WEBINAR: Elimination of the U.S. Chemical Weapons Stockpile
To mark a major milestone in disarmament history on Sept. 29, ACA and the Chemical Weapons Convention Coalition hosted a webinar on the elimination of the final U.S. chemical weapons stockpile featuring former ACA policy director and current Deputy Assistant Secretary of Defense Kingston Reif (below), along with Irene Kornelly and Craig Williams, chairs of the Colorado and Kentucky Citizens’ Advisory Committees, who worked to reshape the original plans for chemical weapons destruction to reduce the risks to local communities.

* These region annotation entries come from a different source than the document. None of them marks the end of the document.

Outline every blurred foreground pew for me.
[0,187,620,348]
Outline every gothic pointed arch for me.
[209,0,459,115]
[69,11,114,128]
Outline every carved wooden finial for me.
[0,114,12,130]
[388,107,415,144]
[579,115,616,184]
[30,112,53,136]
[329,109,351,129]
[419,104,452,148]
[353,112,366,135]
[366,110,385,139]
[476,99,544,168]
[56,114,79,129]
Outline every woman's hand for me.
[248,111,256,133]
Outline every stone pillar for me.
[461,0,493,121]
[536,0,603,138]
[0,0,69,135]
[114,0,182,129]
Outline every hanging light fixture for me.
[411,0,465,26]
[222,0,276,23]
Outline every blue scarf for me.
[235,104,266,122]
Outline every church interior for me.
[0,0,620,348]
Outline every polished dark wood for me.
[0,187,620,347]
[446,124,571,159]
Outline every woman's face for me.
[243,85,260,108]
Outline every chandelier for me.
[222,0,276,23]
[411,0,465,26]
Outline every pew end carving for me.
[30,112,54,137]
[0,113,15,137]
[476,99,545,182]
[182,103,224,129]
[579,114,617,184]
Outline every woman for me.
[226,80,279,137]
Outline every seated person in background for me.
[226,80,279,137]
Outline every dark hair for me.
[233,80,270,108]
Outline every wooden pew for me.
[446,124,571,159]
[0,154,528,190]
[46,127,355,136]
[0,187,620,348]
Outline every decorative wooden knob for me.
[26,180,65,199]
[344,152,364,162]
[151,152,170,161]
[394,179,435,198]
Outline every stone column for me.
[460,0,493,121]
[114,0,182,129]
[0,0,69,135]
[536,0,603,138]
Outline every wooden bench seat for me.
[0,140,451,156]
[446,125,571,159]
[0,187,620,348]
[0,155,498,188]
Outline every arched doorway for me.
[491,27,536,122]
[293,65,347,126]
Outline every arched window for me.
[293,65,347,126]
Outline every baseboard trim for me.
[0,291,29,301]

The 60th Anniversary of a Landmark Treaty: the LTBT
To celebrate the anniversary of the first major nuclear arms control agreement, the 1963 Limited Test Ban Treaty, ACA's Kathy Crandall Robinson, Libby Flatoff, Daryl Kimball, and Sally James from Cutting Edge Design visited the original treaty text October 10–sixty years to the day that it entered into force–at the National Museum of American Diplomacy where it was temporarily on exhibit.
Negotiated less than a year after the Cuban Missile Crisis, the LTBT was the beginning of the end of nuclear tests in the atmosphere and the foundation for negotiations on other landmark nuclear nonproliferation and arms control agreements in the years to follow.
Our New Arrival: Shizuka Kuramitsu
This month ACA welcomes our new research assistant, Shizuka Kuramitsu, who will focus on multilateral nonproliferation and disarmament issues, including the NPT, CTBT, and TPNW, and on our outreach and education efforts.
A native of Hiroshima, Shizuka has a Master's degree in Nonproliferation and Terrorism Studies from the Middlebury Institute of International Studies at Monterey. She was actively involved in the documentary film project, “The Vow from Hiroshima,” on the life of the 2017 Nobel Peace Prize co-recipient and hibakusha, Setsuko Thurlow.
Shizuka was one of 25 students from around the world selected to participate in an international workshop “Engaging, Educating and Empowering #Leaders4Tomorrow on Disarmament, Non-Proliferation and Arms Control” for young leaders in the field convened by the United Nations Office for Disarmament Affairs (UNODA).